Many, many days of my youth were spent sitting on my grandparents’ porch shelling beans. I do it often at my own home and there’s not a single time that I don’t think of them and the good times we had. In Louisiana, on a dusty dirt road, with no air conditioning for most of the years, Butch and Blondie, the cocker spaniels at our feet, while we sat for hours and hours shelling beans – pinto beans, purple hull peas, cream peas, lima bean . . you name it . . my grandpa grew it.
Friends would sometimes stop by, and, of course, they always grabbed a bowl and helped. My parents were sometimes there and they would always help.
There were lots of conversations held on that old front porch.
As I sit alone on our porch shelling beans for hours and hours, many thoughts run through my head. Last night I was thinking about my grandparents living in the same house pretty much their entire married life, probably more than 50 years in one house. I think my grandma was about 75 when they left the farm and moved two hours south to be closer to my parents and my uncle. I can’t even comprehend what it would have been like to have lived in the same house for 50 years, or the same town for 50 years.
I wish I had taken the time to tell my grandparents how much of an influence they had on my life but heck, when they passed away, I probably didn’t even realize the depth of their influence on my life. I believe my love for the country, the front porch, the chickens, the garden . . I believe it all started with the time I spent at my grandparents’ farm. I loved being there!
My grandpa had a huge garden. I have no idea how big it was. My own garden is 100′ x 100′ and if I had to guess, I would say his was at least four times that big. But I was a child and as I was running down the rows, it seemed huge. As I was a teen, it seemed huge because it produced all those beans I had to help shell.
When I was out picking beans last night, I thought . . this is probably the first time my grandpa would really be proud of my garden. I’ve always had a garden and if I know my grandpa, he probably laughed at my efforts. I’m sure he was happy to see me trying but, compared to his garden, mine was never a huge success but this year, I have a successful garden.
I doubt my grandpa ever saw the purple snap beans like I have growing that are so sweet and so good. I don’t even know if he would have tried growing them or if he would have stuck with what he knew worked.
Yesterday’s lunch was snap beans and carrots from the garden and leftover brisket. I’m not sure if I got my love of gardening from my grandparents. They may have done it simply because they had to do it to survive. Maybe they loved it. I have no idea. I’m so thankful for the memories I have . . time spent at their farm with the garden, the chickens and the milk cow.
This is the time of year when the grass burrs are horrible, the grasshoppers are flying down my shirt and up my sleeves and in my mouth and it’s hot and it’s dry and I’m saying . . I’m not planting a garden next year!

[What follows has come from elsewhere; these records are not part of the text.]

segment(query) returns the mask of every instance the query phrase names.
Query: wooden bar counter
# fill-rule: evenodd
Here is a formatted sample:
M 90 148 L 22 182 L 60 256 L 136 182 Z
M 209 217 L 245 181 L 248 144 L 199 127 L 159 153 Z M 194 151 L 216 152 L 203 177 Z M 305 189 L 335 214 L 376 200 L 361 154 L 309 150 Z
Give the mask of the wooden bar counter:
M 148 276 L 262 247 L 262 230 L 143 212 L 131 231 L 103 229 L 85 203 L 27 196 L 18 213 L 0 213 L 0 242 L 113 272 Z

But, I know I will. I’m already thinking about what I’ll plant and where I’ll plant it!
Cilla says
My dad and grandma were my big influences, dad in gardening, grandma in quilting. Like you, this is one year where I am extremely proud of my garden. Every year I try a new item. This year is cow peas, a bean really ( I think). I’ve been here 17 years and have no intention of moving. It’s my little piece of heaven.
wanda j says
Can you wear rubber boots to keep grass-burs out? I wear them to mow due to I get hit with stuff and it cuts my legs. The weed-eater does a pretty good job too of cutting legs somehow . So just wondering about wearing rubber boots. They are slick and then they wouldn’t stick to them. Just and idea.
JudyL says
The grass burrs are way taller than my knees and my rubber boots only come up to my knees. I never go in the garden without the rubber boots now that the grass burrs are out there. Let one of those things get between my foot and the flip flop and it HURTS!!
I bend over and my shirt grabs one. I reach down to pick something and grab hold of one. They stick to the veggies. I come out of the garden with grass burrs in my shirt, all the way up my pants legs and even found one in my hair yesterday. I guess I bent over to pick a bean and one of the taller grass burrs stuck in my hair.
Sherrill says
I don’t have any sweet memories like that of my grandparents on either side. Never knew the maternal grandpa and really never knew the paternal grandparents. My maternal grandma was not a fun or sweet person. But the sand burrs and goatheads–now THOSE are what I remember!! UGH LOL
vivoaks says
Thanks for stirring the memories. Mine weren’t hugely different from yours, but enough so that it triggered my own memories. No one in my family quilted, but my grandmother was always knitting the cutest sweaters for toddlers with all kinds of designs along the bottoms – cowboys and horses, little girls on a swing, all kinds of cut designs. I still have some of her patterns hidden away somewhere. Maybe I should find them, just to see if they are something I might like to do in the future. Thanks!!
vivoaks says
*”Cute” designs….
Dottie says
Love your memories – a lot like mine. Sitting on the front porch at my grandparents farm in the summer – shelling peas/beans, etc. AND, eating watermelon and having “spitting (watermelon seeds) contests”
Eileen Wheeldon Eisner says
I believe they know and know they are proud of you. Sweet memories!